Tim Paine faces a tough ask attempting to restore morale after one of Australia's most gutting cricket losses in history, having literally had to pick up Nathan Lyon after his Headingley heartbreaker.
Australia were in the box seat to retain the Ashes after skittling England for 67 then setting a target of 359 in the third Test, higher than anything the opposition has ever chased down in 142 years of Test cricket.
The hosts slipped to 9-286 but a series of half-chances and chances went begging as Ben Stokes went bang, dragging his team to the most unlikely of series-levelling victories.
A demoralised Lyon, responsible for the most glaring let-off in the dramatic final-wicket stand, crashed to the turf with despair as Stokes hammered a 19th boundary to bring up the winning runs off Pat Cummins.
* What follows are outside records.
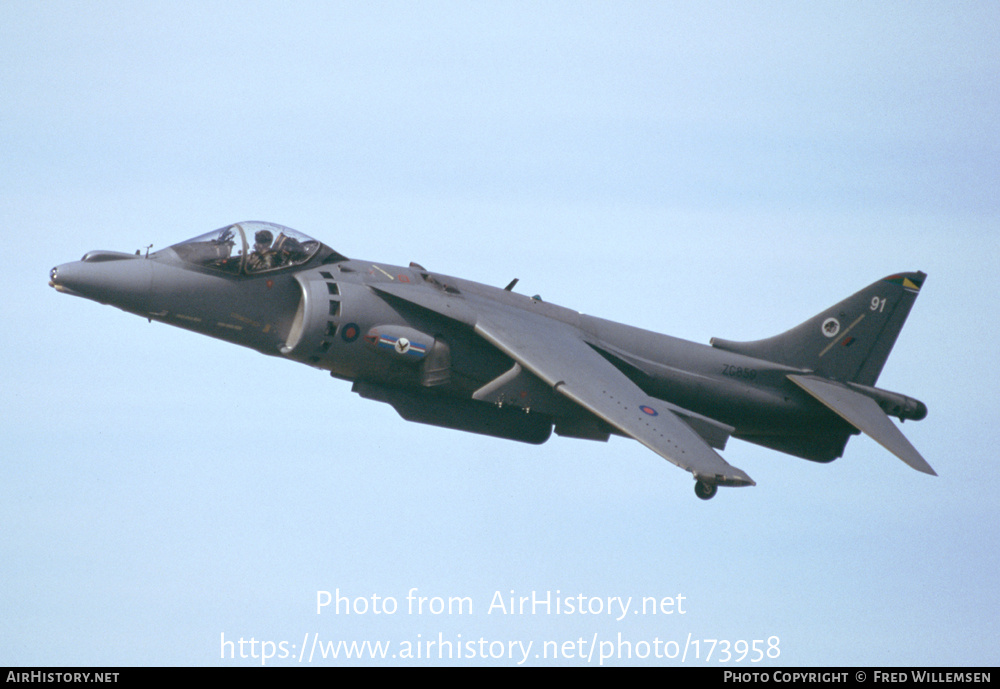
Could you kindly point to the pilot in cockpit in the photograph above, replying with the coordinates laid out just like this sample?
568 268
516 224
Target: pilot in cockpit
262 257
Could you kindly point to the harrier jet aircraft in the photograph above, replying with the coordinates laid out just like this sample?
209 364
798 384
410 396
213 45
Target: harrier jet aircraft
450 352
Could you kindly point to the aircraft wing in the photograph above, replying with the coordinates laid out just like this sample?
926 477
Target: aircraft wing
557 353
864 414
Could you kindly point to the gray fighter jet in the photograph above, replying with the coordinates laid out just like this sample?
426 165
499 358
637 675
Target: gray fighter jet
459 354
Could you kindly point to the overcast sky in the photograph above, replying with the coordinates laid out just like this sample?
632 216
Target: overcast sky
699 169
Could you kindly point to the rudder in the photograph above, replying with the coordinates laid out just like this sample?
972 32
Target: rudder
851 340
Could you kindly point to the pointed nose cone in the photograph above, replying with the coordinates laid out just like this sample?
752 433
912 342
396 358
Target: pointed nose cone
122 280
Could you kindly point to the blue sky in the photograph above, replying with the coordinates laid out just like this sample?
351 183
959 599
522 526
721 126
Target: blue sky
698 169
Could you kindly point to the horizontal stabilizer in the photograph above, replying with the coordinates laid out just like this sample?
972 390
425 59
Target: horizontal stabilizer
864 414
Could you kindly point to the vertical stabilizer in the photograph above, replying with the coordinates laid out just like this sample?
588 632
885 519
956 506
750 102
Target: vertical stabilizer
851 340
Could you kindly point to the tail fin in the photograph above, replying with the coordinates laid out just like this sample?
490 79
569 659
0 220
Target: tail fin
849 341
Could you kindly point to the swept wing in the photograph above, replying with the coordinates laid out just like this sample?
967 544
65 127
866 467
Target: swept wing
557 353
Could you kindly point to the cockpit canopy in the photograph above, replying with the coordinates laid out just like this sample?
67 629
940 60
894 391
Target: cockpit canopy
249 248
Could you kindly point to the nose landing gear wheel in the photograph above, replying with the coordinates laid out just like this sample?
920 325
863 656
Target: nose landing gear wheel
705 490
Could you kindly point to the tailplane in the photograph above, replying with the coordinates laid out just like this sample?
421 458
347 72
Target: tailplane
850 341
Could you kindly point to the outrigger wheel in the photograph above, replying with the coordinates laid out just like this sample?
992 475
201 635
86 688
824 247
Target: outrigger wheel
705 490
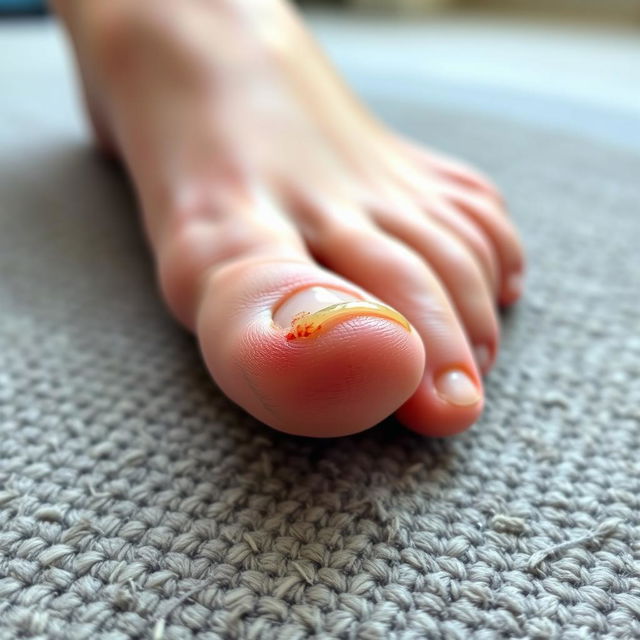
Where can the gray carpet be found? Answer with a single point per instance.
(136, 502)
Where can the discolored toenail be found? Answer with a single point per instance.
(313, 309)
(457, 388)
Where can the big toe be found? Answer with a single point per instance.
(303, 350)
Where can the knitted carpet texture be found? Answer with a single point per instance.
(137, 502)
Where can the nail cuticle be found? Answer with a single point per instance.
(305, 324)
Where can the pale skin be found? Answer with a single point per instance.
(333, 272)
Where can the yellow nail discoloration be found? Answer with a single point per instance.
(305, 324)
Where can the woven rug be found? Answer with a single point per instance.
(137, 502)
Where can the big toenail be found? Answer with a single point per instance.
(514, 284)
(456, 387)
(313, 309)
(482, 356)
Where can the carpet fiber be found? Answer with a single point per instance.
(137, 502)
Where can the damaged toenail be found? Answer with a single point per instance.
(514, 284)
(310, 310)
(482, 355)
(456, 387)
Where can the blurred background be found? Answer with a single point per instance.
(570, 65)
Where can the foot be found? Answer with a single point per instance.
(333, 272)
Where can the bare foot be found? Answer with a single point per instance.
(254, 166)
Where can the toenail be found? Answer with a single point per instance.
(514, 284)
(482, 356)
(309, 310)
(456, 387)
Paine's first act as captain after Stokes levelled the series was to race over to Lyon and lift him up.
"I said to him that if our players see him dealing with it really quickly and moving on, then our younger players are going to do the same thing," Paine recalled.
"And we turn up to Manchester or our next training session in a much better frame of mind, rather than have guys sulking or whatever you want to call it.
"It hurts, deal with it, move on."
Lyon offered great control with the ball on day four, dismissing Joe Root and Jofra Archer while testing Stokes, but missed a golden chance to snatch a one-run win for Australia in his final over.
Non-striker Jack Leach took off for a single and would have been found short of his ground if Lyon collected the ball and took the bails off.
Instead, Lyon fumbled the return from Cummins.
"Gazza is obviously extremely disappointed, but no one's perfect. People make mistakes," Paine said.
"The important thing is that when it happens, you cop it on the chin You hold your head up, you stick together as a team and walk off together.
"Those losses hurt and you are allowed to show that but ... (if) you let things drag on and you get caught up in the emotion, it is just wasted energy."
Stokes, already responsible for a mix-up that led to Jos Buttler being run out, was as shocked as England's fans to look up and see Leach halfway down the pitch.
"Me and Leachy could have had a conversation, he was that close," Stokes said.
"That was huge panic stations there because he was so far out.
"Obviously pressure situations in games can really affect what a human does. Nine times out of ten Nathan Lyon would pick that ball up and take the stumps off."